In a total of 15 patients, we found reduced cortical thickness of the precentral (p = 0.023), pericalcarine (p = 0.024), and temporal pole (p = 0.017) cortices during the attack compared to the inter-ictal phase. Cortical volume was reduced in prefrontal (p = 0.018) and pericalcarine (p = 0.017) cortices. Hippocampus volume was increased during attack (p = 0.007). We found no correlations between the pain side or any other clinical parameters and the reduced cortical size.

Conclusion

Spontaneous migraine attacks are accompanied by transient reduced cortical thickness and volume in pain-related areas. The findings constitute a fingerprint of acute pain in migraine patients, which can be used as a possible biomarker to predict antimigraine treatment effect in future studies.

Trial registration

The study was registered at ClinicalTrials.gov (NCT02202486).

Background

Structural neuroimaging studies in migraine had focus on unveiling underlying pathophysiological mechanisms and radiological biomarkers of the disease. Several data supported the presence of cortical and sub-cortical morphological alterations in the migraine brain, although conflicting evidences were published [1]. When compared to healthy controls, migraine patients were characterized by an increased cortical thickness of somatosensory, frontal, occipital, and temporal areas [2,3,4]. In contrast, other studies reported a decreased thickness of frontal as well as somatosensory areas [4,5,6], or even no differences with healthy controls [7]. Another way to investigate the migraine brain is represented by the comparison of different phases of the migraine cycle. Resting-state functional magnetic resonance imaging was widely used in the past years to explore this topic. During spontaneous migraine attacks, an altered thalamocortical network was described, namely an increased connectivity with orbitofrontal and parietal cortices, and a decreased connectivity with primary somatosensory cortex [8]. Moreover, the hypothalamus showed dynamic connections during the migraine cycle namely a coupling with the spinal trigeminal nuclei in the inter-ictal phase, that shifts to a stronger connection with the dorsal rostral pons in the ictal phase [9]. Nonetheless, cortical thickness and volume could exhibit rapid changes when studied in different conditions, or after exposure to specific stimuli [10]. The pathophysiology of this acute modulation is not completely elucidated, and fast-adjusting processes, such as regulation of glial cells volumes, interstitial cortical space as well as synaptic elements, probably play a major role [10]. Despite these observations, evidences about morphologic changes between different phases of the migraine cycle are lacking.
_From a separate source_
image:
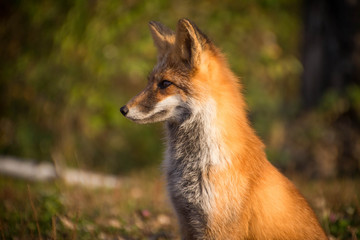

The aim of this study is to investigate the morphological changes of cortical and sub-cortical brain structures during spontaneous migraine attacks of migraine without aura compared to outside of the attack. We hypothesized that migraine attacks would be accompanied by morphological changes in pain-related areas in the brain.

Methods

Study design and participants

Patients were recruited from 2013 to 2014 among those attending the outpatient clinic of the Danish Headache Center (Copenhagen, Denmark) and through web a page (http://www.forsoegsperson.dk). Inclusion criteria were: age 18 to 65 years; diagnosis of episodic migraine without aura according to the ICHD criteria [11]. Exclusion criteria were: history of any other primary or secondary headache (only infrequent episodic tension-type headache less than 5 days a month was allowed); pregnant or breast-feeding women; contraindication for MRI; signs or verified diagnosis of any cardiovascular or cerebrovascular disease; active psychiatric disorder and/or drug abuse.

Procedures

The patients underwent two MRI scans during two separate sessions: session 1 (S1) was performed during a spontaneous migraine attack, while session 2 (S2) was performed in the inter-ictal period.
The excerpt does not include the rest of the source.